Hard rain storms soaked the Washington area last night and this morning, bringing much needed moisture for parched lawns, gardens and trees but also treacherous conditions along some roadways and streams.

The National Weather Service said late this afternoon that a flash flood watch was in effect until Monday morning and that more thunderstorms could be moving through the region throughout the evening. Information posted on the weather service Web site said the evening storms could bring two to four more inches of rain, lightning and wind gusts up to 30 mph to the Washington area.

The Weather Service said the stationary front producing the rain may not budge much through the early week, and rain could continue for several days.

Fairfax and Prince William counties were hit hard by the earlier storms, officials said. Several Fairfax roads, including Route 29 at the junction with Interstate 66 in Gainesville, Besley Road in the Wolf Trap area of Vienna, Stewart Mill Road at Birdfoot Lane east of Reston, and Hunter Mill Road at Cedar Pond Drive in Reston, were closed for a portion of the day because of water problems.
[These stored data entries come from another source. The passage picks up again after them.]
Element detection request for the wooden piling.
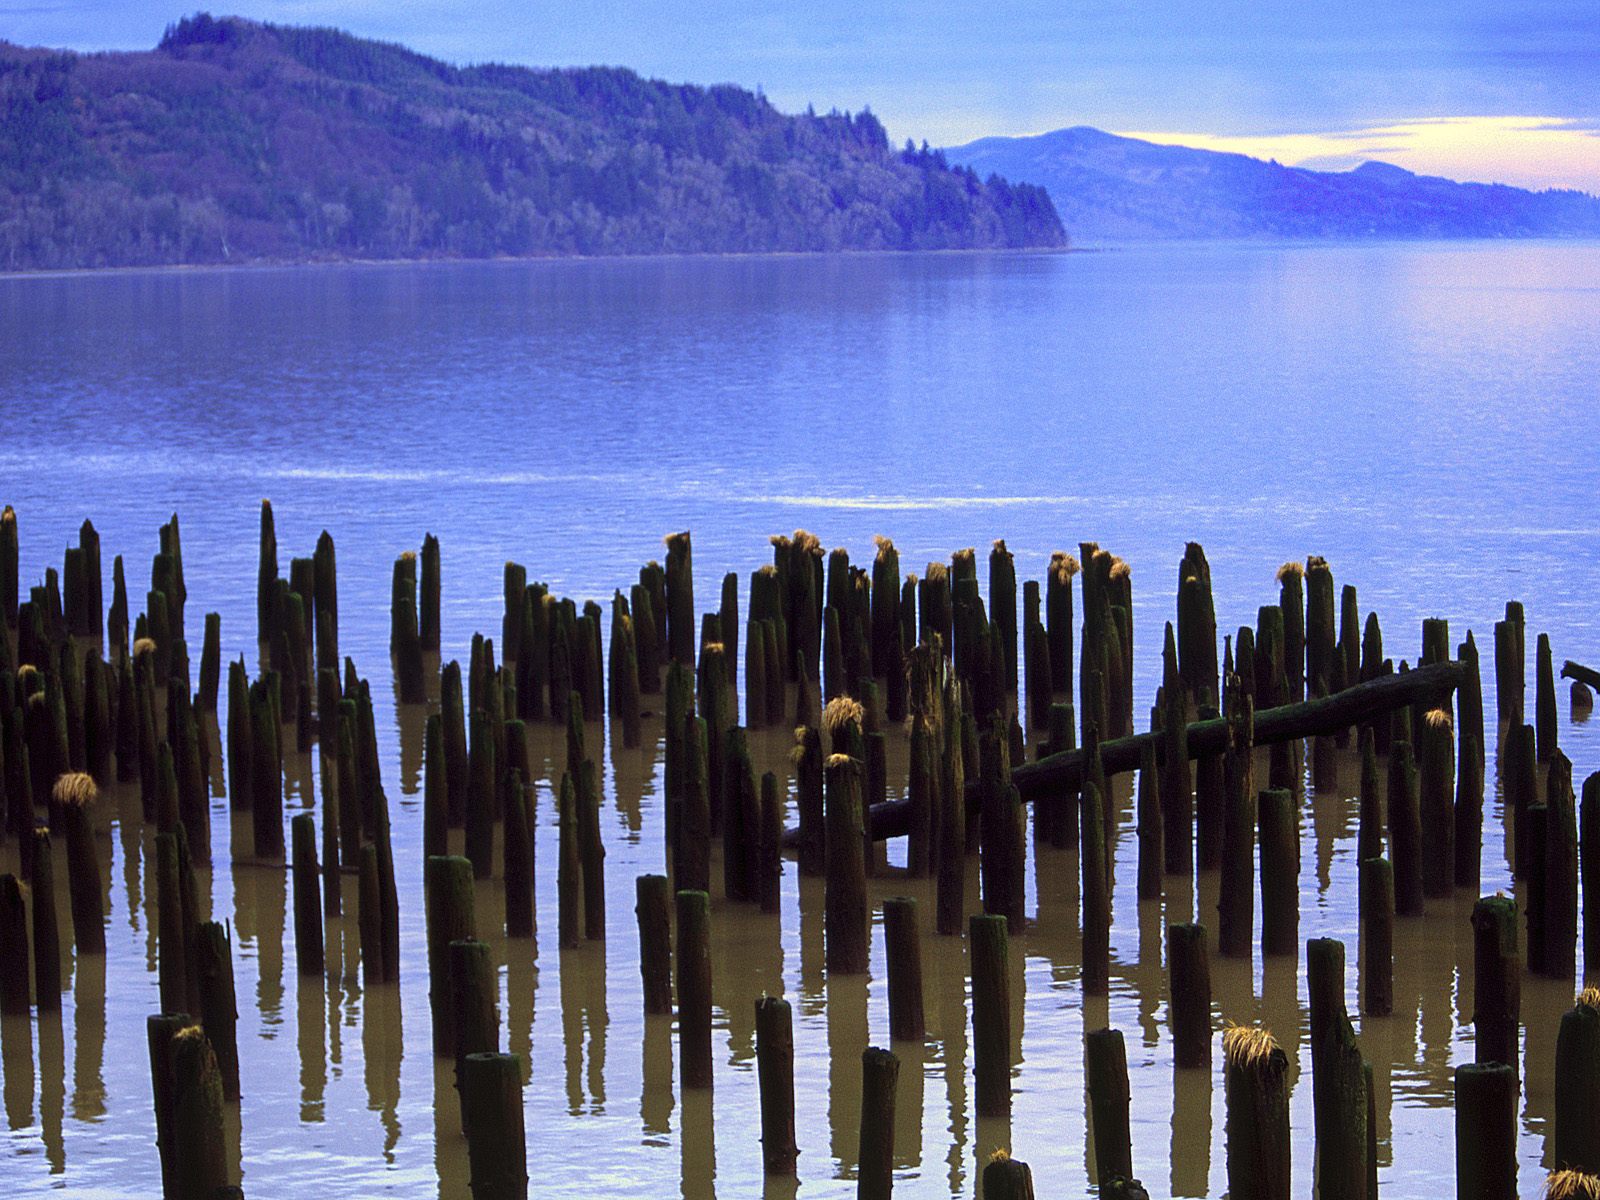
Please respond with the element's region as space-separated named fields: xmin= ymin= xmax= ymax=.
xmin=169 ymin=1025 xmax=228 ymax=1198
xmin=1258 ymin=787 xmax=1297 ymax=957
xmin=449 ymin=937 xmax=500 ymax=1082
xmin=1082 ymin=777 xmax=1110 ymax=993
xmin=1223 ymin=1024 xmax=1291 ymax=1200
xmin=155 ymin=834 xmax=188 ymax=1014
xmin=426 ymin=855 xmax=476 ymax=1056
xmin=1360 ymin=857 xmax=1394 ymax=1017
xmin=58 ymin=772 xmax=104 ymax=954
xmin=1168 ymin=923 xmax=1212 ymax=1069
xmin=558 ymin=773 xmax=582 ymax=950
xmin=676 ymin=889 xmax=713 ymax=1090
xmin=635 ymin=874 xmax=672 ymax=1016
xmin=1086 ymin=1027 xmax=1134 ymax=1186
xmin=291 ymin=813 xmax=324 ymax=976
xmin=858 ymin=1046 xmax=900 ymax=1200
xmin=1136 ymin=738 xmax=1163 ymax=901
xmin=1538 ymin=632 xmax=1558 ymax=762
xmin=1471 ymin=895 xmax=1521 ymax=1070
xmin=30 ymin=829 xmax=60 ymax=1011
xmin=1387 ymin=740 xmax=1424 ymax=916
xmin=1546 ymin=750 xmax=1579 ymax=981
xmin=882 ymin=896 xmax=924 ymax=1043
xmin=984 ymin=1153 xmax=1036 ymax=1200
xmin=194 ymin=921 xmax=240 ymax=1101
xmin=1419 ymin=708 xmax=1456 ymax=898
xmin=970 ymin=912 xmax=1011 ymax=1118
xmin=664 ymin=532 xmax=695 ymax=668
xmin=1218 ymin=712 xmax=1255 ymax=959
xmin=1307 ymin=938 xmax=1368 ymax=1199
xmin=146 ymin=1012 xmax=191 ymax=1195
xmin=0 ymin=874 xmax=28 ymax=1016
xmin=756 ymin=994 xmax=798 ymax=1175
xmin=1584 ymin=772 xmax=1600 ymax=983
xmin=1456 ymin=1061 xmax=1517 ymax=1200
xmin=460 ymin=1052 xmax=528 ymax=1200
xmin=825 ymin=754 xmax=869 ymax=974
xmin=1556 ymin=994 xmax=1600 ymax=1173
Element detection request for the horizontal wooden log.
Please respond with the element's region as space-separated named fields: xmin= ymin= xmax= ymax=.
xmin=854 ymin=660 xmax=1465 ymax=842
xmin=1560 ymin=660 xmax=1600 ymax=693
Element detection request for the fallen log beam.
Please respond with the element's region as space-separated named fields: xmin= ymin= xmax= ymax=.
xmin=1559 ymin=660 xmax=1600 ymax=693
xmin=855 ymin=659 xmax=1466 ymax=842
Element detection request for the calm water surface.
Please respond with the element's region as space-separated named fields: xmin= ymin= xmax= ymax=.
xmin=1 ymin=243 xmax=1599 ymax=1197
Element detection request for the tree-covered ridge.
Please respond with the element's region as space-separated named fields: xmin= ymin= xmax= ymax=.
xmin=0 ymin=14 xmax=1065 ymax=270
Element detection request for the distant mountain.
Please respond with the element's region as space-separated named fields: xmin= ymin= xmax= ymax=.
xmin=0 ymin=15 xmax=1063 ymax=271
xmin=945 ymin=125 xmax=1600 ymax=242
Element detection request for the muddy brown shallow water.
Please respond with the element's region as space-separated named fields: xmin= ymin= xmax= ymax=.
xmin=2 ymin=245 xmax=1598 ymax=1197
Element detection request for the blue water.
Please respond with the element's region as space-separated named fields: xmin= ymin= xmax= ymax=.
xmin=1 ymin=242 xmax=1598 ymax=1198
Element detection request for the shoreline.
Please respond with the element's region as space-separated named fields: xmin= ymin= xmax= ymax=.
xmin=0 ymin=243 xmax=1086 ymax=283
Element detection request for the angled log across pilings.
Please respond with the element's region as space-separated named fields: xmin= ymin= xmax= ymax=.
xmin=857 ymin=660 xmax=1466 ymax=843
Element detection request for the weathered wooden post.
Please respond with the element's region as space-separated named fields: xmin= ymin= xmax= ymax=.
xmin=858 ymin=1047 xmax=900 ymax=1200
xmin=756 ymin=994 xmax=798 ymax=1175
xmin=1223 ymin=1025 xmax=1291 ymax=1200
xmin=1456 ymin=1061 xmax=1517 ymax=1200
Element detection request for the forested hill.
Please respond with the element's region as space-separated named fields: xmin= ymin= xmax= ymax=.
xmin=0 ymin=15 xmax=1065 ymax=271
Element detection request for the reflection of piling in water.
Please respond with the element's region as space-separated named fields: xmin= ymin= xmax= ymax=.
xmin=1455 ymin=1061 xmax=1517 ymax=1200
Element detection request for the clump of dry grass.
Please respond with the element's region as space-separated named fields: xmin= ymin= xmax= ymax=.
xmin=133 ymin=636 xmax=157 ymax=657
xmin=987 ymin=1147 xmax=1011 ymax=1164
xmin=1222 ymin=1023 xmax=1278 ymax=1070
xmin=663 ymin=530 xmax=691 ymax=551
xmin=702 ymin=641 xmax=724 ymax=656
xmin=399 ymin=549 xmax=415 ymax=562
xmin=792 ymin=530 xmax=822 ymax=557
xmin=756 ymin=563 xmax=777 ymax=580
xmin=1546 ymin=1169 xmax=1600 ymax=1200
xmin=52 ymin=771 xmax=98 ymax=810
xmin=952 ymin=548 xmax=975 ymax=569
xmin=1425 ymin=708 xmax=1453 ymax=730
xmin=1577 ymin=986 xmax=1600 ymax=1011
xmin=925 ymin=562 xmax=948 ymax=583
xmin=822 ymin=696 xmax=863 ymax=734
xmin=1275 ymin=561 xmax=1304 ymax=582
xmin=825 ymin=753 xmax=854 ymax=769
xmin=1050 ymin=551 xmax=1080 ymax=581
xmin=789 ymin=728 xmax=811 ymax=765
xmin=873 ymin=535 xmax=895 ymax=554
xmin=16 ymin=663 xmax=39 ymax=688
xmin=1110 ymin=557 xmax=1131 ymax=582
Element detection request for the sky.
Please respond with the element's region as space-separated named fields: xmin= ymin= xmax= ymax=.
xmin=3 ymin=2 xmax=1598 ymax=191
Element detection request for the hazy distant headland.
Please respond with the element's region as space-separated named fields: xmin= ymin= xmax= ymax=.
xmin=946 ymin=125 xmax=1600 ymax=242
xmin=0 ymin=14 xmax=1065 ymax=272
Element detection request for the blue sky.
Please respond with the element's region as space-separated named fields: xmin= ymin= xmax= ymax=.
xmin=4 ymin=2 xmax=1598 ymax=189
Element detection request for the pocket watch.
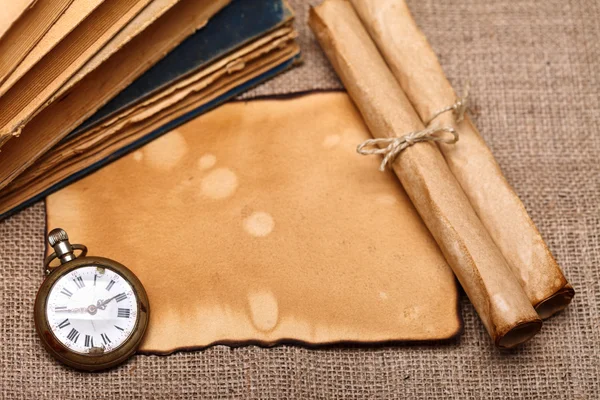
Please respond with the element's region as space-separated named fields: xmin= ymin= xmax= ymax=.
xmin=34 ymin=228 xmax=150 ymax=371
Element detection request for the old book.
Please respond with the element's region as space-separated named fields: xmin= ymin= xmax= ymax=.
xmin=45 ymin=92 xmax=461 ymax=352
xmin=0 ymin=0 xmax=152 ymax=145
xmin=0 ymin=0 xmax=300 ymax=219
xmin=0 ymin=0 xmax=230 ymax=201
xmin=310 ymin=0 xmax=542 ymax=348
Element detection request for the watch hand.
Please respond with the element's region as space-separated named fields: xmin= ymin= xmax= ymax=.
xmin=55 ymin=307 xmax=88 ymax=313
xmin=97 ymin=294 xmax=119 ymax=309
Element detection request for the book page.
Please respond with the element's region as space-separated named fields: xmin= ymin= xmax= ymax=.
xmin=0 ymin=0 xmax=35 ymax=39
xmin=0 ymin=0 xmax=105 ymax=90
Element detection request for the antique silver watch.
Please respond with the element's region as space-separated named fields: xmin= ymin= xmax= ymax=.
xmin=34 ymin=228 xmax=149 ymax=371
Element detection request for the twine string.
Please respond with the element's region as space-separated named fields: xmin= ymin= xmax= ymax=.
xmin=357 ymin=84 xmax=470 ymax=171
xmin=357 ymin=126 xmax=458 ymax=172
xmin=425 ymin=82 xmax=471 ymax=125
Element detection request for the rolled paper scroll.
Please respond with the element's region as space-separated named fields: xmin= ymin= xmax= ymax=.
xmin=310 ymin=0 xmax=543 ymax=348
xmin=350 ymin=0 xmax=574 ymax=318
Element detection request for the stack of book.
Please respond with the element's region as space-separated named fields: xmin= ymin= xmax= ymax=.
xmin=0 ymin=0 xmax=300 ymax=219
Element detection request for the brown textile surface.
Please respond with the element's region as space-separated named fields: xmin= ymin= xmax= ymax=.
xmin=1 ymin=0 xmax=598 ymax=398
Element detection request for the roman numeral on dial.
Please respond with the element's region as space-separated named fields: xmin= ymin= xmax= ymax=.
xmin=58 ymin=319 xmax=70 ymax=329
xmin=67 ymin=328 xmax=80 ymax=343
xmin=85 ymin=335 xmax=94 ymax=347
xmin=117 ymin=308 xmax=131 ymax=318
xmin=101 ymin=333 xmax=111 ymax=345
xmin=60 ymin=288 xmax=73 ymax=298
xmin=73 ymin=276 xmax=85 ymax=289
xmin=106 ymin=280 xmax=115 ymax=291
xmin=115 ymin=293 xmax=128 ymax=302
xmin=55 ymin=306 xmax=67 ymax=311
xmin=114 ymin=325 xmax=124 ymax=331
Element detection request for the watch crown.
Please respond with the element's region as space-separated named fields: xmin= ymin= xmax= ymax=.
xmin=47 ymin=228 xmax=76 ymax=264
xmin=48 ymin=228 xmax=69 ymax=246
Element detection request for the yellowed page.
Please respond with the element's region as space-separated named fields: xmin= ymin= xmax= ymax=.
xmin=0 ymin=0 xmax=35 ymax=39
xmin=0 ymin=0 xmax=73 ymax=87
xmin=46 ymin=92 xmax=461 ymax=352
xmin=0 ymin=0 xmax=105 ymax=89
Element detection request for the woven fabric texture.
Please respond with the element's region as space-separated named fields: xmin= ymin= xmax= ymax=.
xmin=1 ymin=0 xmax=599 ymax=398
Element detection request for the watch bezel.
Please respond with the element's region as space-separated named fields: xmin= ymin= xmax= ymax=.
xmin=34 ymin=256 xmax=149 ymax=371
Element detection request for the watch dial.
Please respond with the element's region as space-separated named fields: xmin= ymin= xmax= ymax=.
xmin=45 ymin=266 xmax=139 ymax=354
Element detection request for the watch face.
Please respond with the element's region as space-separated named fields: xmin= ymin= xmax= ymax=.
xmin=45 ymin=265 xmax=139 ymax=355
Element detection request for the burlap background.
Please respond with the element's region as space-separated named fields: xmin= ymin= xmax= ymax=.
xmin=1 ymin=0 xmax=598 ymax=398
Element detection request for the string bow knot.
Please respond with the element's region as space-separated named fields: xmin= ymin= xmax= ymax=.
xmin=357 ymin=84 xmax=470 ymax=171
xmin=357 ymin=126 xmax=458 ymax=172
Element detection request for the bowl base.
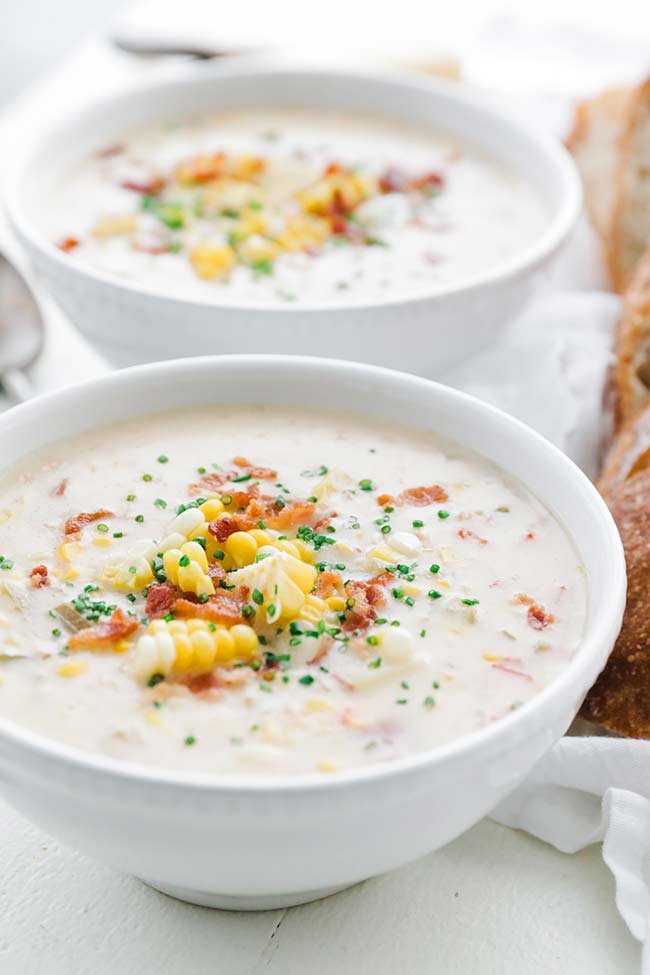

Heavy rains also fell along the Blue Ridge Mountains and in the region just to the west, and forecasters warned of flash flooding concerns for that area also. Over the evening, the weather service said, rain could fall at a rate of as much as 2 inches per hour and some areas could see as much as 5 inches of rain tonight.

The worst flooding, however, was reported on Maryland's Eastern Shore, especially northern Dorchester and southern Caroline counties. Some roads were washed out, officials told the Associated Press, and about 30 people were evacuated from their homes in Federalsburg, which had between 10 and 12 inches of rain overnight. Several homes in Galestown near the Delaware state line also had to be evacuated, AP reported.

The National Weather Service urged motorists not to drive through any standing water because cars can lose traction and be swept away.

Most of the local area has seen at least 1 inch to 1 1/2 inches of rain in the past 24 hours, according to Calvin Meadows, a meteorological technician at the Weather Service office in Sterling. But some areas directly along the weather front -- which stretches from central Virginia, through Southern Maryland up to southern New Jersey -- have received substantially more. Among the heaviest totals locally this morning, Meadows said, were 4 inches in Manassas in Virginia and 5 inches in Dunkirk in Maryland and nearly 4 inches in North Beach in Maryland.

A number of water rescues were reported late yesterday in the Baltimore area, Meadows said, and at least one was reported in the Centerville area of Fairfax County.